Para o eficaz combate à doença, os sacerdotes/curandeiros dispunham de vários itens, como cascas, sementes, frutos, ervas, águas e também, com a mesma importância, a prescrição de oferendas – ebo – com diferentes tipos de sacrifícios, fazendo uma simbiose entre religião e ciência, tornando-as, até certo ponto, indissociáveis, o que ratifica o caráter transcendental da doença e a necessidade da religião para restabelecimento do equilíbrio no corpo daquele(a) suplicante. Interessante ainda notar que, para esta cultura, o ponto principal de equilíbrio no corpo humano reside em Òrí , a cabeça (também reconhecida como divindade imanente ao ser vivente_ ponto central da ação de todos os infortúnios e, por conseguinte, o principal receptor de cuidados nesta tradição. Aqui podemos entender o porquê de, em centenas de mesas de jogo de búzios Brasil afora, é muitas vezes recomendado o Bori, a “comida à cabeça”, para diversos problemas de saúde, tendo esta oferenda caráter renovador e transmutador de energias, pela própria natureza da divindade Òrí, que responde de forma dinâmica aos estímulos externos. Aqui há a relação íntima do fenômeno religioso como promotor de saúde, o que só em meados dos anos 2000 a Medicina começou a pesquisar: a influencia da espiritualidade sobre a saúde, bem como reconhecendo práticas integrativas em saúde que são técnicas milenares, tais como Reiki, Yoga, Quirppraxia, Cromoterapia e tantas outras que atualmente compõem as PICS- Práticas Integrativas e Complementares no SUS.

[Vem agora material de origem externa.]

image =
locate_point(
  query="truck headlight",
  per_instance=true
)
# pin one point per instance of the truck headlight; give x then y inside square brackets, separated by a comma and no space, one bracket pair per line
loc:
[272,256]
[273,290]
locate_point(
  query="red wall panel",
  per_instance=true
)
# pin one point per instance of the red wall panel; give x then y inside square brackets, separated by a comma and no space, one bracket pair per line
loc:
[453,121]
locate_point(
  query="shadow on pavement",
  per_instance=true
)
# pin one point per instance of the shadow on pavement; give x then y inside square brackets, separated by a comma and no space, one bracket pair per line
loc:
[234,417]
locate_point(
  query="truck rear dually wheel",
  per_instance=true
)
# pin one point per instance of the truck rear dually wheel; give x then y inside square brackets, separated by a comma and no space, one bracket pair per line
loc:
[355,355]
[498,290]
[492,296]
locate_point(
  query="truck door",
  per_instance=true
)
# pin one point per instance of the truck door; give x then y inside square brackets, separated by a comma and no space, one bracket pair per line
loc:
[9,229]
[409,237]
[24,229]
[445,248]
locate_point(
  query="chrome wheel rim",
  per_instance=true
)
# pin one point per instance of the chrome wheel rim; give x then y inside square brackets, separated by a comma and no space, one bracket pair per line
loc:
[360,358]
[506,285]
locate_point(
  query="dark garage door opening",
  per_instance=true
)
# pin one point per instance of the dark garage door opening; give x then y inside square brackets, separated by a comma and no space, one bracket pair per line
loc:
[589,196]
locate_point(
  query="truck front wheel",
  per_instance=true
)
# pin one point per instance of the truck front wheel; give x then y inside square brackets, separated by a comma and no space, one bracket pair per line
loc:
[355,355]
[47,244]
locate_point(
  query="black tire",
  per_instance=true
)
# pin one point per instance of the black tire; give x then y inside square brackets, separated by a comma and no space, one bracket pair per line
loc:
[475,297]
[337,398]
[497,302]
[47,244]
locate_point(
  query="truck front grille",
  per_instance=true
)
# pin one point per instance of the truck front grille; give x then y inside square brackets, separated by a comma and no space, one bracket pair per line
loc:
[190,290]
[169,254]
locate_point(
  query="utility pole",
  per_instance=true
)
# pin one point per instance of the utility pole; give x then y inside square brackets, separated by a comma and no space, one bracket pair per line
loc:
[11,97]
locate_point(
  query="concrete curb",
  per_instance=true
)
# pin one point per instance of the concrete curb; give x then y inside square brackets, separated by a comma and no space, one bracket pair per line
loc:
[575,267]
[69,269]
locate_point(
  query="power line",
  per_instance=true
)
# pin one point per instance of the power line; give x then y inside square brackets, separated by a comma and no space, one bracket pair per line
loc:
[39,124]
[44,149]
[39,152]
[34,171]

Esta relação de cabeça e equilíbrio com saúde foi trabalhada também por outra civilização, a romana, indo ao encontro dessa concepção as palavras do célebre filósofo Juvenal, no século X d.C.: mens sana in corpore sano, mente sã em corpo são, reconhecendo a imprescindibilidade do equilíbrio de um para haver harmonia sobre o outro, resultando em um ser humano harmonizado com seu interior e exterior, produtivo e feliz. Exaltamos esse princípio em muitos de nossos rituais sacrificiais, quando oferecemos a cabeça do animal imolado como primícia da Divindade – é uma forma de pedir e exaltar a importância da cabeça no nosso estado de harmonia.


Faz-se mais urgente do que nunca que o “Povo de Santo” se una, estude, debata, reflita e aja como promotor e agente de conhecimento, para que resgatemos mais e mais a sabedoria africana para oferecermos à coletividade e por que não à comunidade científica para validação?


À guisa de desafio final: afinal, o que representa saúde para você?

Que seja um 2023 de muita SAÚDE, física, mental e espiritual para todos nós!




Átila Nunes - AxéNews

Babalorixá Alexandre de Oxalá

Alexandre de Oxalá é iniciado no candomblé desde 2009 pela Doné Cristiane de Oxum, neto do saudoso Doté Luís de Oya do Axé Omo Inã, de nação nagô-vodun em Anchieta, RJ; iniciado no Culto a Ọ̀runmila em 2012 pelo Babalawo Ifanimorá, Prof Fernandez Portugal Filho e sacerdote do Xwe Fa Sèn, em Nova Iguaçu (RJ).